Example 4: Full Outer Join

PySpark:

# Full outer join on 'DeptID'
joined_df = employees_df.join(departments_df, "DeptID", "outer")
joined_df.show()

Spark SQL:

SELECT * 
FROM employees 
FULL OUTER JOIN departments 
ON employees.DeptID = departments.DeptID;

Output:

+------+-------+--------+
|DeptID|   Name|DeptName|
+------+-------+--------+
|   101|  Anand|   Sales|
|   102|   Bala|      HR|
|   103|Kavitha|    null|
|   104|   null| Finance|
+------+-------+--------+

Example 5: Cross Join

PySpark:

# Cross join (Cartesian product)
joined_df = employees_df.crossJoin(departments_df)
joined_df.show()

Spark SQL:

SELECT * 
FROM employees 
CROSS JOIN departments;

Output:

+------+-------+------+--------+
|DeptID|   Name|DeptID|DeptName|
+------+-------+------+--------+
|   101|  Anand|   101|   Sales|
|   101|  Anand|   102|      HR|
|   101|  Anand|   104| Finance|
|   102|   Bala|   101|   Sales|
|   102|   Bala|   102|      HR|
|   102|   Bala|   104| Finance|
|   103|Kavitha|   101|   Sales|
|   103|Kavitha|   102|      HR|
|   103|Kavitha|   104| Finance|
+------+-------+------+--------+

Example 6: Joining on Multiple Columns

PySpark:

# Create DataFrames
employees_data = [("Anand", 101, "M"), ("Bala", 102, "F"), ("Kavitha", 103, "F")]
departments_data = [(101, "Sales", "Chennai"), (102, "HR", "Bangalore"), (104, "Finance", "Mumbai")]
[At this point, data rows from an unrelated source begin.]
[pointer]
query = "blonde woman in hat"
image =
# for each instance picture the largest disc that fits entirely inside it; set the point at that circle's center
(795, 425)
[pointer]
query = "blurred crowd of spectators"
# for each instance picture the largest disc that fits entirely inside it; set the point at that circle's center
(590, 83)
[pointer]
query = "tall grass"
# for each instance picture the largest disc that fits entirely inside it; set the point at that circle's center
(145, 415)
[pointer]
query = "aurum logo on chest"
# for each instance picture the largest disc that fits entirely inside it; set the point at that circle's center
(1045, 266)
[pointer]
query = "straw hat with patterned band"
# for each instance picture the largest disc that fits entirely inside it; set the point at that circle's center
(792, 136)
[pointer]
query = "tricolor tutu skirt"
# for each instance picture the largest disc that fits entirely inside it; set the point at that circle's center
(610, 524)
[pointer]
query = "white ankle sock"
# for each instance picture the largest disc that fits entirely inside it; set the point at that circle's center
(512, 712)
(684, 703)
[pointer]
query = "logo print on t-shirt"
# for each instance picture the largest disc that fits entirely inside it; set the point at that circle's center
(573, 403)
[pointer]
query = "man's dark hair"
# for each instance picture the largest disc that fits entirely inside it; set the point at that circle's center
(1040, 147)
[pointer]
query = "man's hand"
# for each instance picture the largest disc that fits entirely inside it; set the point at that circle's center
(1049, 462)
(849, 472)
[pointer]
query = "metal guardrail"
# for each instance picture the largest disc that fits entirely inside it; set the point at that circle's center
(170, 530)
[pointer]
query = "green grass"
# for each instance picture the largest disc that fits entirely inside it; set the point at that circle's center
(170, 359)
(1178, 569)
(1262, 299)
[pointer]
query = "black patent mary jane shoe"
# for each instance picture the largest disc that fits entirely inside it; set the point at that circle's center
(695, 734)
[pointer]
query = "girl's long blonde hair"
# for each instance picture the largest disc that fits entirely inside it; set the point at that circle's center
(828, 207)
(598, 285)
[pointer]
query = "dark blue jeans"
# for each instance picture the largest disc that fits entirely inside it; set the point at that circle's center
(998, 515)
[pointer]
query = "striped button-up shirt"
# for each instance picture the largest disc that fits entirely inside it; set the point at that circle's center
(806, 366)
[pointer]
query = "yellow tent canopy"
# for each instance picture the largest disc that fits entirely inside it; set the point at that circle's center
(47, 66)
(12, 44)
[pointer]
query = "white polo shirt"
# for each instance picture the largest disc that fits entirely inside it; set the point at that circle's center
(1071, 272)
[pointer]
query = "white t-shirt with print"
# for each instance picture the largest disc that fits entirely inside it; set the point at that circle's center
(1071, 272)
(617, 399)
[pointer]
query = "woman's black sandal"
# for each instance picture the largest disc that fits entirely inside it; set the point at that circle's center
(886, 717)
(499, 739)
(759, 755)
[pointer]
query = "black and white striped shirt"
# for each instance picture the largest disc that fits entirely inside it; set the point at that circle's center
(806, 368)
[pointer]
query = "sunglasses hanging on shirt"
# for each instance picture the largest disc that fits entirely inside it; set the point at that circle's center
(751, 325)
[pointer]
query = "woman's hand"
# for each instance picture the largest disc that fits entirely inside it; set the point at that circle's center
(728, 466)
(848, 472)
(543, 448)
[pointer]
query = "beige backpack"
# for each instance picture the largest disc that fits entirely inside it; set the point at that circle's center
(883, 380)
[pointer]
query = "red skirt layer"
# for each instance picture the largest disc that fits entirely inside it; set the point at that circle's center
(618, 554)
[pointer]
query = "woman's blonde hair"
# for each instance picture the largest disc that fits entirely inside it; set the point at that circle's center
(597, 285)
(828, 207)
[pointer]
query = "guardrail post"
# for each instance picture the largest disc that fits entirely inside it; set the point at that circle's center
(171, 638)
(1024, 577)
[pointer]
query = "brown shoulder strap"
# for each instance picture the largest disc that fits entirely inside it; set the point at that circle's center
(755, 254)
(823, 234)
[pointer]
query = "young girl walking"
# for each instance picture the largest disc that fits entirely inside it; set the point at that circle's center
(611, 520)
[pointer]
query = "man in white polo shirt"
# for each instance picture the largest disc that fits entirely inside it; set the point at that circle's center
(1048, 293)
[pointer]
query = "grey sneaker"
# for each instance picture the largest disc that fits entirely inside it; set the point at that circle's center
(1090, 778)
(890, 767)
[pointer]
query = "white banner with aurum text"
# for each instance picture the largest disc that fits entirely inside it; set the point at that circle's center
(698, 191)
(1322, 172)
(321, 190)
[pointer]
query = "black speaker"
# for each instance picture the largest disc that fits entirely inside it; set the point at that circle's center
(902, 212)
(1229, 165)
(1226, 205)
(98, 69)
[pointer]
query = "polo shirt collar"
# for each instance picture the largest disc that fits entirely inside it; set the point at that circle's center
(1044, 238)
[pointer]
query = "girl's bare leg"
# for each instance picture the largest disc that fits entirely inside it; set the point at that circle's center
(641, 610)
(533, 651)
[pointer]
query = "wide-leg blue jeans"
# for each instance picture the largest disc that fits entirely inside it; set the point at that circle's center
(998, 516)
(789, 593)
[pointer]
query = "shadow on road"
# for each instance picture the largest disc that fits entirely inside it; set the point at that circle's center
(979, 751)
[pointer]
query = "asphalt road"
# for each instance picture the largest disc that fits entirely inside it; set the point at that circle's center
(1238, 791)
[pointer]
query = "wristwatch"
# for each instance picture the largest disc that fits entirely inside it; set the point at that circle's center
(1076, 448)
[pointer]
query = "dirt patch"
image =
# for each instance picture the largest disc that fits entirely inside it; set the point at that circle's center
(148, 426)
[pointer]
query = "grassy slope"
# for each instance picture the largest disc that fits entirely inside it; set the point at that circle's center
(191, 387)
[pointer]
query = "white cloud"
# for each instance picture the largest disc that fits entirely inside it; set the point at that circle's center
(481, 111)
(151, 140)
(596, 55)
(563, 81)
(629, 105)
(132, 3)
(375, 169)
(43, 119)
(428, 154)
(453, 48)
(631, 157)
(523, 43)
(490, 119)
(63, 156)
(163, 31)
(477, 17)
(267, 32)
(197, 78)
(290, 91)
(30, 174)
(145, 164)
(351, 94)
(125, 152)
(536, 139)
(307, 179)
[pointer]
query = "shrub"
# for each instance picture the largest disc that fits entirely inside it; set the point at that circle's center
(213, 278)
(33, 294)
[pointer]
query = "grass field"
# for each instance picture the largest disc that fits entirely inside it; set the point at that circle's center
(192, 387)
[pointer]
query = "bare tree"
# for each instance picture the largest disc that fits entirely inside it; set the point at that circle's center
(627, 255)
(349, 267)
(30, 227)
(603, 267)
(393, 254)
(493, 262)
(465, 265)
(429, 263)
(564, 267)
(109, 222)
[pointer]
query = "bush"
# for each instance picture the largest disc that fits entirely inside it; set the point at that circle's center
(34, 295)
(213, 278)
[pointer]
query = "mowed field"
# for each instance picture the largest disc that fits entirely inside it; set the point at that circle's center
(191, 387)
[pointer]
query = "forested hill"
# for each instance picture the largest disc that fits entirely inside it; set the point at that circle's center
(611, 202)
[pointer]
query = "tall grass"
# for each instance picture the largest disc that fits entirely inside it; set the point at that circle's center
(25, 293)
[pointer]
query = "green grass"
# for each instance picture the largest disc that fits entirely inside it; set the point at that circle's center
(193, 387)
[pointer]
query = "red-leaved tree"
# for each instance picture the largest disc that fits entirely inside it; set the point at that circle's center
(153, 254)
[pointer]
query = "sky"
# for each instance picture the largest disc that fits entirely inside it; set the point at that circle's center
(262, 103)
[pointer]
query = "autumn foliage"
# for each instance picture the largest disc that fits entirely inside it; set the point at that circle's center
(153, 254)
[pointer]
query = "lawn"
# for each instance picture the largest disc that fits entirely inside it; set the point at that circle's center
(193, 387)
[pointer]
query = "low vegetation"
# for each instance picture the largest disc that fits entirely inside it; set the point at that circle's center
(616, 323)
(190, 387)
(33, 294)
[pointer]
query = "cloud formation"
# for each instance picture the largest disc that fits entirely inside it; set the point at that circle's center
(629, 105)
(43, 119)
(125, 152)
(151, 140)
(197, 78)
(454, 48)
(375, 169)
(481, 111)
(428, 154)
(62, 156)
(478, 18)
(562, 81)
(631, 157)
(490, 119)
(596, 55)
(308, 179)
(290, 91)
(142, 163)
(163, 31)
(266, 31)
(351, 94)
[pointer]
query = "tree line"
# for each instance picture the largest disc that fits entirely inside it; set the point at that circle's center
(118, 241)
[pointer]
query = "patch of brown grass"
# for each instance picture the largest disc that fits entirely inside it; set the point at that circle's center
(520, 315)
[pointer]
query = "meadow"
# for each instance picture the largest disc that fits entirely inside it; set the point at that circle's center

employees_columns = ["Name", "DeptID", "Gender"]
departments_columns = ["DeptID", "DeptName", "Location"]

employees_df = spark.createDataFrame(employees_data, employees_columns)
departments_df = spark.createDataFrame(departments_data, departments_columns)

# Join on multiple columns
joined_df = employees_df.join(departments_df, ["DeptID"], "inner")
joined_df.show()

Spark SQL:

SELECT * 
FROM employees 
INNER JOIN departments 
ON employees.DeptID = departments.DeptID;

Output:

+------+-------+------+--------+---------+
|DeptID|   Name|Gender|DeptName| Location|
+------+-------+------+--------+---------+
|   101|  Anand|     M|   Sales|  Chennai|
|   102|   Bala|     F|      HR|Bangalore|
+------+-------+------+--------+---------+

Example 7: Using Broadcast Join for Small DataFrames

PySpark:

from pyspark.sql.functions import broadcast

# Broadcast the smaller DataFrame for optimization
joined_df = employees_df.join(broadcast(departments_df), "DeptID", "inner")
joined_df.show()

Spark SQL:

SELECT /*+ BROADCAST(departments) */ * 
FROM employees 
INNER JOIN departments 
ON employees.DeptID = departments.DeptID;

Output:

+------+-------+------+--------+---------+
|DeptID|   Name|Gender|DeptName| Location|
+------+-------+------+--------+---------+
|   101|  Anand|     M|   Sales|  Chennai|
|   102|   Bala|     F|      HR|Bangalore|
+------+-------+------+--------+---------+

5. Common Use Cases

  • Combining transactional data with master data (e.g., sales data with product data).
  • Enriching datasets by merging related information (e.g., customer data with order data).
  • Preparing data for machine learning by combining features from multiple tables.

6. Performance Considerations

  • Use join() judiciously on large datasets, as it involves shuffling and sorting, which can be expensive.
  • Consider using broadcast() for small DataFrames to optimize performance.
  • Use proper partitioning and indexing to improve join performance.

7. Key Takeaways

  1. The join() command is used to combine two DataFrames based on a common column or key.
  2. It supports various types of joins, including inner, outer, left, right, and cross joins.
  3. Joins can be resource-intensive for large datasets, as they involve shuffling and sorting.
  4. In Spark SQL, similar functionality can be achieved using JOIN clauses.
  5. Works efficiently on large datasets when combined with proper partitioning and caching.